マタイの福音書13章53〜58節

「主イエスにつまずく時」

 

 主イエスは郷里の会堂でみことばを語られた。人々はイエスの説教に神の存在を強く感じて驚いたが、主イエスにつまずいてしまう。その理由は、人々がイエスをよく知っていると思っていたからである。イエスは大工の息子で、母はマリヤ、兄弟たちも妹たちもよく知っていると人々は思った。人々は主イエスを神からの救い主として見ることができず、知り合いと見てしまった。

 

 私たちは、知っていると思うことに対して、信じて従うのが難しく感じる時があるのではないか。たとえば「隣人を愛しなさい」と説かれると難しいと思う。それは、自分が相手のことをよく知っているからである。よく知る故に、“あんな人を愛せない”とか“あの人を愛するなんて無理だ”と抵抗を感じてしまう。

 

 つまずくことは誰にでも起こり得るが、つまずきは信仰を学ぶ機会となる。
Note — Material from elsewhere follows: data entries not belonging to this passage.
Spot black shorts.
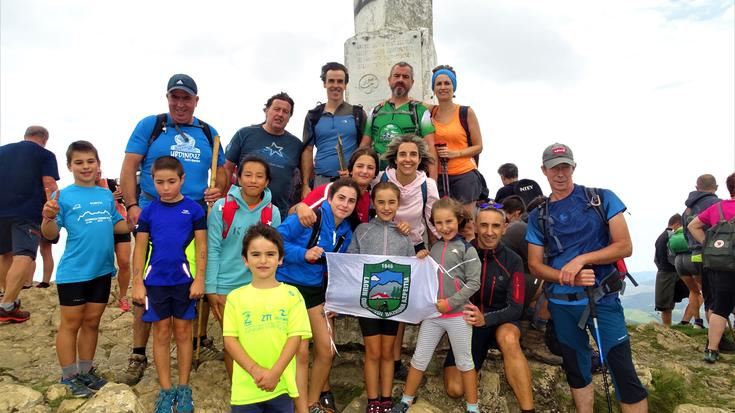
[0,218,41,260]
[141,283,197,323]
[436,169,482,204]
[56,274,112,307]
[286,283,327,310]
[444,321,521,371]
[357,317,398,337]
[113,232,130,244]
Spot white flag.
[324,253,440,324]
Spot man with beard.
[301,62,367,198]
[225,92,302,220]
[360,62,437,179]
[444,206,534,413]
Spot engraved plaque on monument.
[345,0,436,112]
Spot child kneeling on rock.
[41,141,129,397]
[222,223,311,413]
[133,156,207,413]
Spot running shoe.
[704,349,720,364]
[154,388,176,413]
[117,297,130,313]
[0,301,31,323]
[176,384,194,413]
[59,374,94,397]
[319,391,339,413]
[390,402,411,413]
[77,369,107,391]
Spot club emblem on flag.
[360,260,411,318]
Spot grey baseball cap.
[166,73,198,96]
[542,143,577,169]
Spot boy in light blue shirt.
[41,141,129,397]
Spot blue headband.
[431,69,457,92]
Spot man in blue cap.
[120,74,227,383]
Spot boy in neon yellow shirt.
[223,223,311,413]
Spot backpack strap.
[304,102,326,146]
[260,202,273,225]
[148,113,168,148]
[408,100,421,136]
[306,208,322,250]
[148,113,214,150]
[352,105,365,138]
[222,196,240,239]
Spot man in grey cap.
[526,143,648,412]
[120,74,227,383]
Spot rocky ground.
[0,287,735,413]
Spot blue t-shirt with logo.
[135,197,207,286]
[526,185,626,304]
[226,125,303,219]
[56,184,123,284]
[0,141,59,224]
[125,114,225,208]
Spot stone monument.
[345,0,436,112]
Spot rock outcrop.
[0,288,735,413]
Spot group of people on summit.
[15,57,735,413]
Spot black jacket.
[470,240,525,327]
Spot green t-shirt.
[222,284,311,405]
[365,102,434,171]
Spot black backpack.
[304,102,365,145]
[702,202,735,272]
[148,113,214,148]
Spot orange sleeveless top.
[432,105,477,175]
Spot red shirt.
[301,182,370,222]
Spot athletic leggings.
[411,316,475,371]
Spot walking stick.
[584,287,612,413]
[434,141,452,198]
[194,135,219,370]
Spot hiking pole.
[194,135,219,370]
[434,141,452,198]
[584,287,612,413]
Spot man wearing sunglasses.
[526,143,648,412]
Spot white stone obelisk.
[345,0,436,112]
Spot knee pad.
[605,340,648,404]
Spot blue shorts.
[142,283,196,323]
[549,298,648,404]
[230,393,293,413]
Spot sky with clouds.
[0,0,735,271]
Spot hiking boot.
[704,349,720,364]
[309,402,334,413]
[59,374,94,397]
[154,387,176,413]
[122,354,148,386]
[0,301,31,323]
[319,391,339,413]
[194,338,225,363]
[390,402,411,413]
[117,297,130,313]
[365,400,383,413]
[393,364,408,383]
[77,369,107,391]
[176,384,194,413]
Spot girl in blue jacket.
[276,178,361,412]
[204,156,281,377]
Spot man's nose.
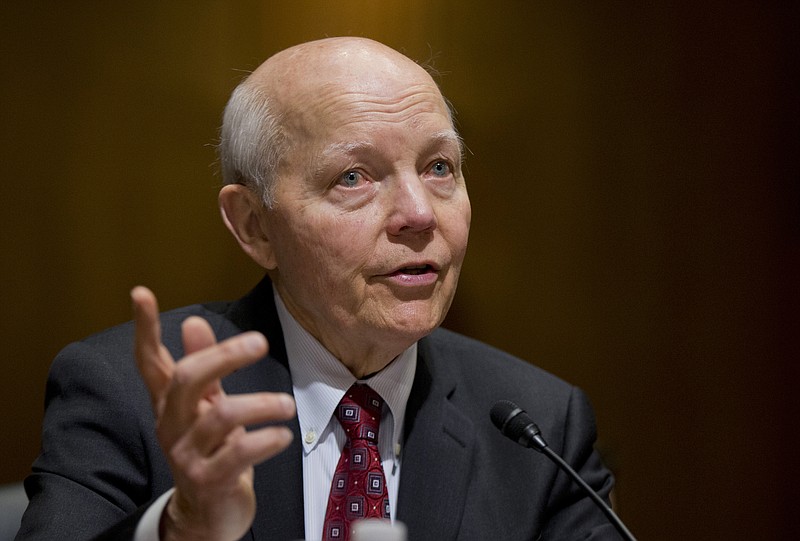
[388,174,436,235]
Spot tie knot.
[335,384,383,443]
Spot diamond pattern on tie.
[322,384,389,541]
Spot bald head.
[219,37,451,207]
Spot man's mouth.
[393,265,434,274]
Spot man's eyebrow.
[430,129,464,154]
[311,129,464,176]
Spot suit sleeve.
[17,335,171,541]
[541,388,621,541]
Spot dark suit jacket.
[18,279,617,541]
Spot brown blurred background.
[0,0,800,540]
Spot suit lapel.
[397,340,474,541]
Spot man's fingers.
[181,316,217,355]
[163,332,267,432]
[131,286,174,406]
[183,392,295,456]
[177,426,294,487]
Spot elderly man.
[19,38,616,541]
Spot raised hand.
[131,287,295,541]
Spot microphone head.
[489,400,522,435]
[489,400,547,450]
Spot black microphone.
[489,400,636,541]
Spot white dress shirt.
[134,284,417,541]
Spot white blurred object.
[352,519,406,541]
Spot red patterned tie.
[322,384,389,541]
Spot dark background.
[0,0,800,540]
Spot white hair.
[217,80,286,208]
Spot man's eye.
[431,160,450,177]
[339,171,363,188]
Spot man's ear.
[219,184,278,270]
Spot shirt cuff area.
[133,488,175,541]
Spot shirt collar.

たとえば、みことばに助けられて、自分がよく知る相手を“神が私に出会わせてくださった人”と見ることができれば、そこから神さまに従ってみようと思い直すことができる。

 

 ペテロは弟子になる前、漁師をしていた。ある時、主イエスから「深みに漕ぎ出して、網をおろして魚をとりなさい」と言われた。ペテロは思わずこう言った。「先生、私たちは夜通し働きましたが、何一つとれませんでした。」事実、徹夜で働いたが不漁だったのである。ペテロは“こういう日は魚が取れない”とわかっていたが、自分の認識を手放して言った。「でもおことばどおり、網をおろしてみましょう。」すると大漁になった。知っているという認識を手放して、みことばを握る幸いを教えられる。

 

 知っているという認識を握りしめるのは、自分の部屋に閉じこもってしまうのに似ている。主イエスは戸の外でノックするように、みことばを通して語ってくださる。私たちは知っているという自分の認識を手放し、主イエスを心に迎え入れることを、主イエスは願っておられる。主イエスの兄弟たちはこの時は主イエスにつまずいてしまったが、復活の主イエスにお会いして信じるように導かれた。自分の頑なさの故につまずきやすい私たちであるが、心を開いて主イエスを迎え入れるよう導かれたい。